Santorum Says 'President's Agenda' Is Based on a 'Phony Theology'
COLUMBUS, Ohio - Rick Santorum seemed to question President Obama's Christian values today when speaking about the president to a tea party group.
The "president's agenda" is "not about you," he said. "It's not about you. It's not about your quality of life. It's not about your job.
"It's about some phony ideal, some phony theology," Santorum said to applause from the crowd. "Oh, not a theology based on the Bible, a different theology, but no less a theology."
The former Pennsylvania senator has said he believes Obama is a Christian, and a statement from the campaign stresses that as well, adding that Santorum was talking not about the president's religion, but political ideology.
"The President says he's a Christian and Rick believes that and has even said so publicly many times," National Communications Director Hogan Gidley said in a statement. "Rick was talking about the President's belief in the secular theology of government - and how believing that theology is dangerous because government theology teaches that it's perfectly fine (to) take away our individual God-given rights and freedoms. Our founders wrote the Constitution to protect our individual rights and freedoms, but it's clear that President Obama believes the government should control your life. Rick Santorum believes in the Constitution and will always fight to protect our freedoms."

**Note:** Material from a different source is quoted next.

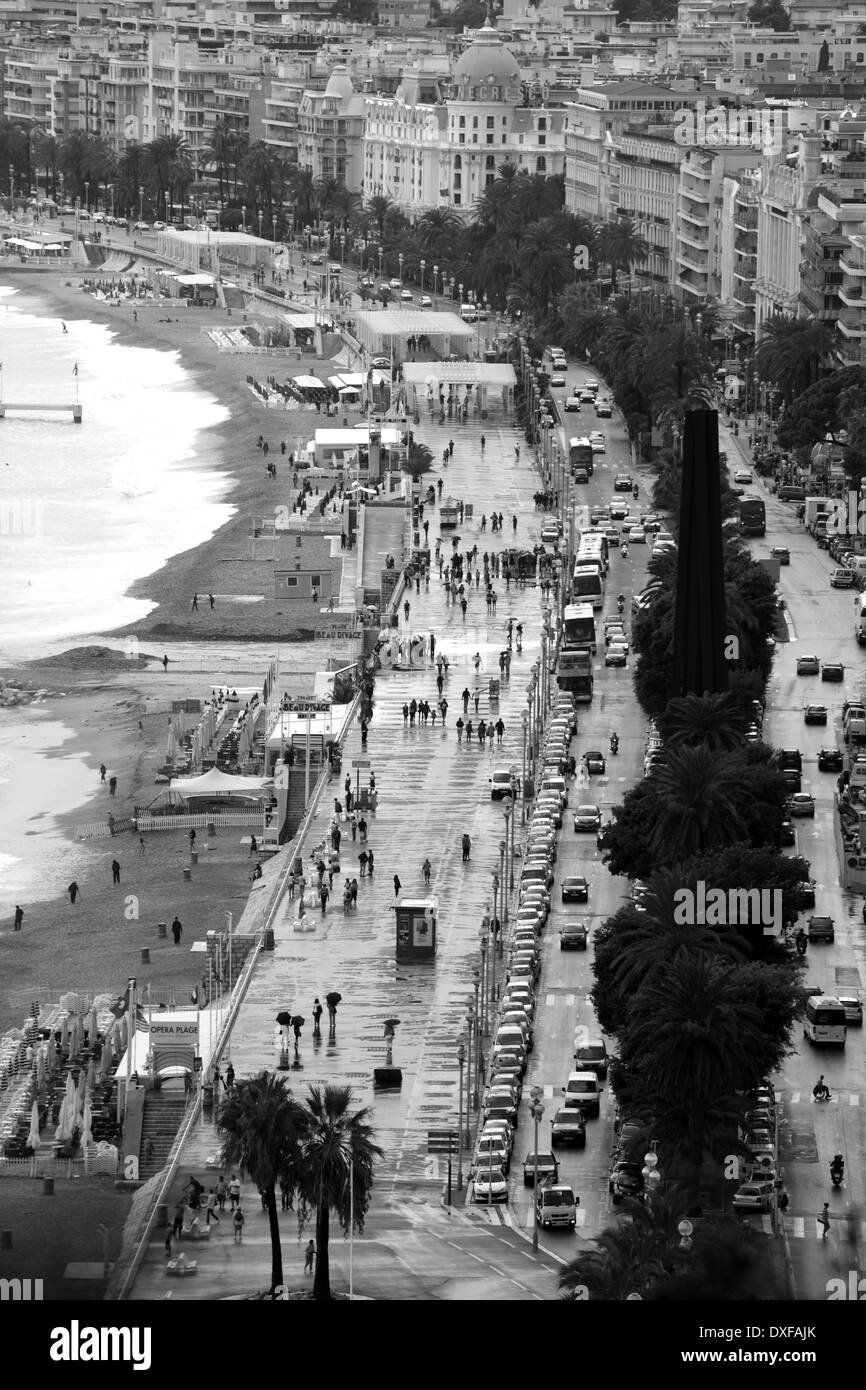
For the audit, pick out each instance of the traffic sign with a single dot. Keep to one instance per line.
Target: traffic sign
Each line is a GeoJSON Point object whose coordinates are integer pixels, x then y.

Although Santorum criticizes the president daily on the campaign trail, this is the first time he has used this rhetoric or said the president has a "different theology."
An August 2010 Pew poll found that 18 percent of Americans believe the president is a Muslim, up from 12 percent the month before he was elected. Just last month when Santorum was campaigning in Florida ahead of the primary there, a woman called Obama an "avowed Muslim" as she was asking him why Obama is still president.
"I'm doing my best to get him out of the government right now," Santorum said.
"He uniformly ignores the Constitution," he said, not correcting the woman on Obama's religion. "He did this with these appointments over the, quote, recess that was not a recess, and if I was in the United States Senate, I would be drawing the line."
He told reporters afterwards it wasn't his "responsibility" to correct the voter.
"There are lots of people who get up and say stuff in a town hall meeting and say things that I don't agree with, but I don't think it's my obligation, nor should it be your feeling that it's my obligation to correct somebody who says something that I don't agree with," Santorum said.
During the 2008 campaign, a woman asked GOP nominee John McCain a question during town hall and called Obama an "Arab." McCain immediately corrected her, saying, "No, no ma'am, he's a decent, family man, citizen, that I just happen to have disagreements with on fundamental issues, and that's what this campaign is about."